Thanks for this cool blog posting! Technical content and background information on how you developed and decided things are highly appreciated! Indeed, information about how a problem has been solved is much more interesting for me, too.
Regards, Ooh
I hadn't thought to try Ctrl-F - must check that out instead of clicking in the field. The thing I immediately missed was being able to set whether case mattered and whether to look for a whole word or part of a word. Are the Find Options too hard to do even with Silverlight or might this come as part of the editable Word Web app?
I strongly support @Borek idea. You should use a bigger rectangle with rounded corners and transparency.
You could do something like that:
* Full rectangle at approximate position
* 1px outline to expand the area and to fight the approximation
* 4px glow to be sure the text will be in the highlighted area withouth having a too bad highlight.
I value every bit of your input I must print it for study. Then, being so new to all these netbook programs I easily forget and require lots of help. To my delightful surprise you always are a help. These tidbits of how you create are awesome and endearing. You love your work. I love and appreciate the tools you have created. I want to be so fluent in your "language" and its parts. Thank you for your hard work, intuitiveness and great pondering on creating your gifts.
If publish you must, then go for it. I only write for your sake.
Moderate all you want. You are welcome to do so.

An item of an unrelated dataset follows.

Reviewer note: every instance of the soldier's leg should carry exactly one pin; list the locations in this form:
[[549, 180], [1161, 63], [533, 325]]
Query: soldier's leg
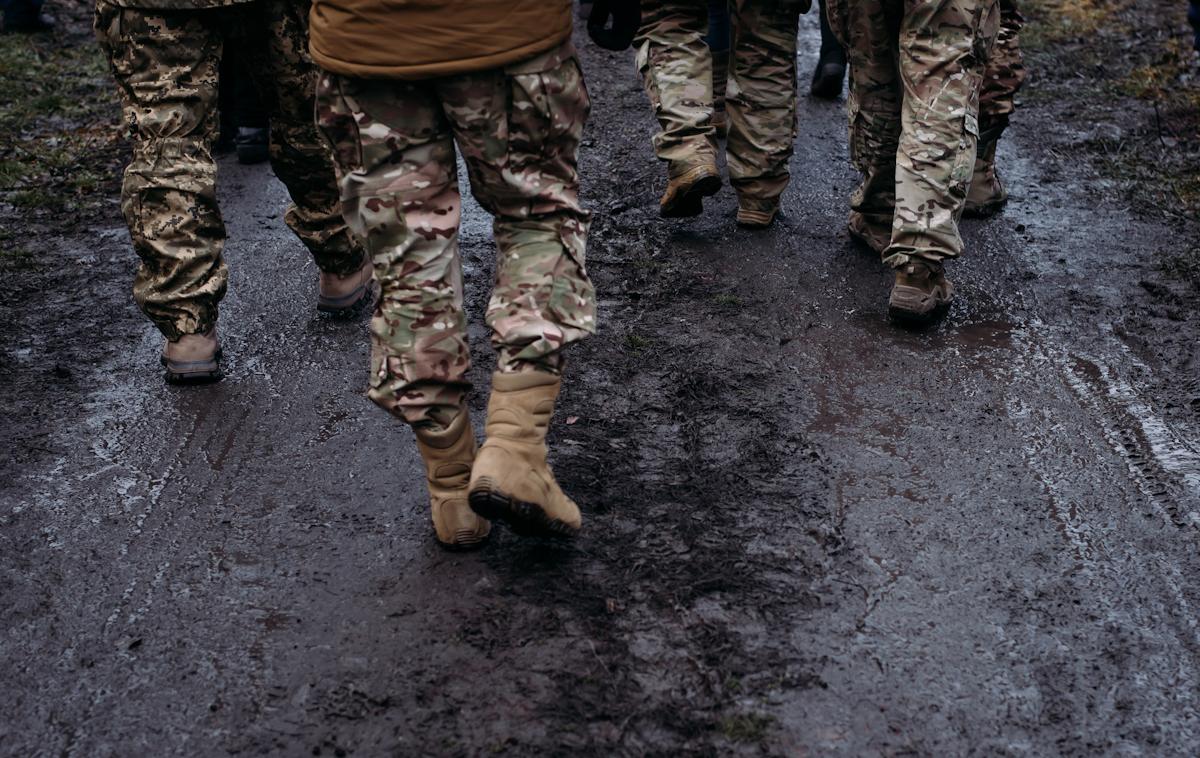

I seek a place to store precious words. Where is that best place. Is it Work Notebook. I think not, but perhaps.
Hi!
I agree with borek and fremy. If it's hard to place the highlight on the correct place, don't make it look accurate.
Since most people search for a whole word which is mostly more then 3 characters long, you should use a big dot instead of the rectangle. I think the dot should be placed on the word in most cases or at least very, very near.
We should have thought about this earlier. Better late than never, thank you for sharing this information. Hope these tips would be helpful for us.